By David Snow| Demopolis Times

Published Monday, September 22, 2008

EUTAW — Greene County has a community theatrical company that not only serves its citizens, it has also been invited to perform in New York City.

The StoryTree Acting Company is a theatrical group begun by New York native Malik Brown and brought to Greene County to help extend cultural ties to the arts for the community.

“We started out teaching young people,” Brown said. “Then, we got adults interested. My wife and I have been doing this for 16 years. We moved here in 1995, and then we started putting this acting company together.

“We got this space graciously donated to us by SCORE, which also does after-school programs here in Greene County, and it has grown in its five years of service. It’s just a wonderful thing, our getting together with them, because I saw at the beginning the things that they were doing, and I thought that we could add our talent to it.”

The StoryTree Acting Company will perform at the Eastside Institute’s “Performing the World” in New York City on Oct. 2-5, featuring more than 150 groups from around the world.

“We’ll be performing vignettes,” Brown said. “One of them was from ‘Real Black Men Don’t Sit Cross-Legged on the Floor: A Collage in Blues.’ We’ll be doing a piece with Vassie Welbeck-Brown’s work, entitled ‘Talking Drum Caper,’ which is talking about the effect of the environment. We’ll also do a piece involving Bessie Bizzell entitled ‘How It Came to Be Now,’ which deals with the basket makers and quilters and how our community came to be.”

“It also deals with the oral tradition,” Welbeck-Brown said, “the tales that are handed down from generation to generation.”

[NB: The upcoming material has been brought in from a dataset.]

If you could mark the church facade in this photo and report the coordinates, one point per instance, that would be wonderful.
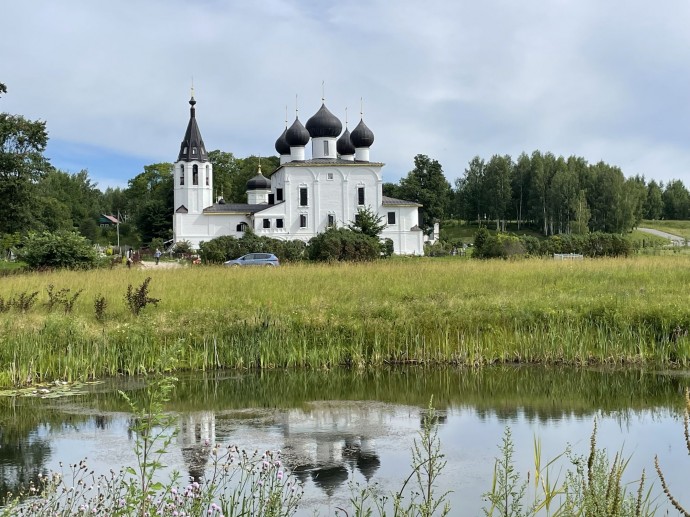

The Company hopes to move to a more centralized location in Eutaw to allow more people to view or take part in their performances.

“First, we want to have a world-class acting company, and I think we’re on our way,” Brown said. “The other thing we’re looking at in terms of space is having different things come in. There is a lot of culture in this area, and it wouldn’t necessarily all be theatre. We have a lot of quilters, we have a lot of basket makers. We’re looking at developing into a cultural center in addition to theatrical performances.

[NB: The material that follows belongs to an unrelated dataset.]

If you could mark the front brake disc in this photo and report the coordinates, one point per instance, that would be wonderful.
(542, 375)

“We also want to being in acts. For instance, Ella Joyce was in town doing her show called ‘A Rose Amongst Thorns,’ which was about Rosa Parks. We would like to bring in people like Ella Joyce or Ruby Dee in to do their shows for the community. It’s not just us.”

The StoryTree Acting Company has performed in Marengo and other area counties, but generally has performed along the Atlantic seaboard in New York and North Carolina, among other places.

On Saturday, the company was rehearsing with the recitation of original poetry by its younger members, Marvin Adams and Mercedes Lightfoot, as well as a piece from Langston Hughes’ “Emperor of the Muse,” which the company performed before with The Demopolis Singers.

The company plans a Kwanzaa performance in Greene County in December and will have an original performance for the senior citizens in May. The group will also perform later this year at the University of West Alabama.

Soon, students from Paramount Junior High School will go into the community to interview local civil rights workers and their families, and then write a play to perform at the Rosa Parks Museum in Montgomery in February.

“We are taking the art to help develop our community in whatever way that we can,” said Welbeck-Brown, Brown’s wife and a native of Greene County. “Creative arts have been a huge tool, not just for the community, but also for education. We have a pilot project that we have coming up to teach self-structure and function at the local high schools.”

“It has always been our purpose to incorporate the arts into life,” Brown said, “not as something separate and elite. We want to incorporate that into the fabric of the community in everyday life.”

A great part of the theatre group, aside from the community members, are its youth members, who not only perform but contribute through their own writings, performing through their recitations.

“Marvin Adams is one of those folks who called me up and he wanted to act,” Brown said. “Mercedes Lightfoot is from Sumter County discovered us through a poetry writing contest, and she won a poetry award.”

The StoryTree Acting Company wants to serve the community through showing its performances and including the community within its performances. It takes the stage in schools in Greene County and has trod the boards in “America’s theatre district,” New York City.

It is part of helping a community grow culturally not only through teaching but also through involving its citizens in the cultural arts. In essence, it, too, is about handing down stories that can be shared from generation to generation and tapping previously unseen talents to bolster the community awareness in the arts.